A Bíblia tem as costas largas. Em 1938, depois da infame Noite dos Cristais na Alemanha —uma sucessão de ataques antissemitas que serviram apenas de aperitivo para o Holocausto—, o Reino Unido decidiu agir: era preciso salvar as crianças da Alemanha e do Leste Europeu, permitindo que elas viajassem para Londres para serem acolhidas por famílias inglesas.
Assim foi —e quem assistiu ao documentário "Nos Braços de Estranhos" não esquece: 10 mil terão chegado a Londres entre 1938 e 1939, na esperança de que os pais viessem a seguir.
Não é preciso contar o resto da história. Mas é preciso contar por que motivo os Estados Unidos não abriram as portas com a mesma generosidade: o Congresso não permitiu. Segundo a filosofia triunfante de 1939, separar os filhos dos pais era um ato contrário à Bíblia e às leis de Deus.
Avancemos para 2018. Informa esta Folha que, só entre meados de abril e final de maio, cerca de 2.000 crianças foram separadas dos progenitores, imigrantes ilegais, na fronteira sul dos Estados Unidos.

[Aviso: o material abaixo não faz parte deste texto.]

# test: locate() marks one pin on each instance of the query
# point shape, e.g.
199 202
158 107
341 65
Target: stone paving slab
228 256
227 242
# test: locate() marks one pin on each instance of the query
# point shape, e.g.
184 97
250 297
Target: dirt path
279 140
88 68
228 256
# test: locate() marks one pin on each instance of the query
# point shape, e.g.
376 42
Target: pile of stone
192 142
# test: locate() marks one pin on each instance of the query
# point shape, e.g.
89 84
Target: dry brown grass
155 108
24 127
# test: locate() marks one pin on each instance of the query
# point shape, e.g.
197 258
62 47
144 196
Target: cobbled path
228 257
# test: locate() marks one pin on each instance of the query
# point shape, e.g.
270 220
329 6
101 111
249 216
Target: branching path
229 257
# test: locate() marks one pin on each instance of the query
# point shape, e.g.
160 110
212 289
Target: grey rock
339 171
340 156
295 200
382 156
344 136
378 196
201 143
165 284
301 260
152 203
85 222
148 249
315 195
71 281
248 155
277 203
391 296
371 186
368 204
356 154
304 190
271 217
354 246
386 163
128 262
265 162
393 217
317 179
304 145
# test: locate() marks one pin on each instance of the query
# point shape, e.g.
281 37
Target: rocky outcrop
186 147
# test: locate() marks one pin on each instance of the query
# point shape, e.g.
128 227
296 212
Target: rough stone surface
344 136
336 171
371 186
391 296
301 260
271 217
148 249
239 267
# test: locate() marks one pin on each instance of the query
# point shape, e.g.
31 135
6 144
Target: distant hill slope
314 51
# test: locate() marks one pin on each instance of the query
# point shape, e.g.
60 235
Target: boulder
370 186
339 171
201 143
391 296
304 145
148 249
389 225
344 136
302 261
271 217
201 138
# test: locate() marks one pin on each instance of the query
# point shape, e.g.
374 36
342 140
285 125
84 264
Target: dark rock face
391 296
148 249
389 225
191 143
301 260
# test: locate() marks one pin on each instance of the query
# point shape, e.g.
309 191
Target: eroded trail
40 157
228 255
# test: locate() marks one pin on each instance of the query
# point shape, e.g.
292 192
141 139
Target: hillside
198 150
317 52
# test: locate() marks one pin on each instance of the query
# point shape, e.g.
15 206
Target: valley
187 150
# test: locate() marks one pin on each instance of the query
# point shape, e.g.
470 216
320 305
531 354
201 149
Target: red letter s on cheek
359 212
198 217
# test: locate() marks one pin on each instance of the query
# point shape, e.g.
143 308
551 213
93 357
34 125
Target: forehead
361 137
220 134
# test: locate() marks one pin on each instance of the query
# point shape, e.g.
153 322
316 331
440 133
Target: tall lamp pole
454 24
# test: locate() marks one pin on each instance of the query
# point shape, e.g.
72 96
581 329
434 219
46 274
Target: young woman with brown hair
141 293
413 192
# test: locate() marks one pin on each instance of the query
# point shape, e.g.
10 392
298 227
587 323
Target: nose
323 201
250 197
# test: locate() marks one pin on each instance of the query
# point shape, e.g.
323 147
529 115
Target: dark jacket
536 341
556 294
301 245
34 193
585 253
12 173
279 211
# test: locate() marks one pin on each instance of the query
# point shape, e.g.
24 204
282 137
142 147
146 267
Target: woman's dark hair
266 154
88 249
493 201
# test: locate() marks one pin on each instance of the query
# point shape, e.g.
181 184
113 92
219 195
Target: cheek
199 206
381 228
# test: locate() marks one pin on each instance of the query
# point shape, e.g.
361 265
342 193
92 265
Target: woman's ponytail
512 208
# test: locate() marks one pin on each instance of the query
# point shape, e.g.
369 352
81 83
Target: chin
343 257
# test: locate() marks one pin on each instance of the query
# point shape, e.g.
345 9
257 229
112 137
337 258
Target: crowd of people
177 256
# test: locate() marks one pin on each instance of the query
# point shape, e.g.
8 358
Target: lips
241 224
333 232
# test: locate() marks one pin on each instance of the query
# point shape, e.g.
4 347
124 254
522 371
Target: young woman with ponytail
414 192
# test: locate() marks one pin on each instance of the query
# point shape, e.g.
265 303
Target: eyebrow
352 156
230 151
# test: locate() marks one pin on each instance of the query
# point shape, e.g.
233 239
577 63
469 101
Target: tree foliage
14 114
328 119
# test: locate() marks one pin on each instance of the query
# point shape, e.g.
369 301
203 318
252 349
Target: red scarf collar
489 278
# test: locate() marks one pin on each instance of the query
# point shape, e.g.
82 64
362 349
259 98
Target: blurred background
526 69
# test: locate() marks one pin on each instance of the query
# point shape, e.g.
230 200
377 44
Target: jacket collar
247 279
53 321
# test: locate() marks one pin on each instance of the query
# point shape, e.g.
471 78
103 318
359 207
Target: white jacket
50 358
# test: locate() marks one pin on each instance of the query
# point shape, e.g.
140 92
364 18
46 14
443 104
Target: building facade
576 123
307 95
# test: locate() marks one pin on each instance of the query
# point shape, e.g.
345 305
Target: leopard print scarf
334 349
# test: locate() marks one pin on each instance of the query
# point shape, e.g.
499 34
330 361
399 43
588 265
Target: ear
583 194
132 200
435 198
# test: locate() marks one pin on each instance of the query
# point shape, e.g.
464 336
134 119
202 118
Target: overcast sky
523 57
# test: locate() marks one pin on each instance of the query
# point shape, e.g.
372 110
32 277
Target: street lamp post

Para o procurador-geral do país, Jeff Sessions, o procedimento é inteiramente bíblico. Aplicar a lei do Estado é respeitar a vontade de Deus.
Existem duas formas de olhar para o caso. A primeira é vestir a camiseta da pequena política e debater o assunto sob o chicote da ideologia.
Para Trump, a lei foi feita pelos democratas; se os democratas não gostam da lei, devem colaborar com a administração republicana para mudá-la.
Para os democratas, o problema não está na lei; está na "política de imigração" de Trump, que usa a separação forçada como uma dissuasão para imigrantes potenciais.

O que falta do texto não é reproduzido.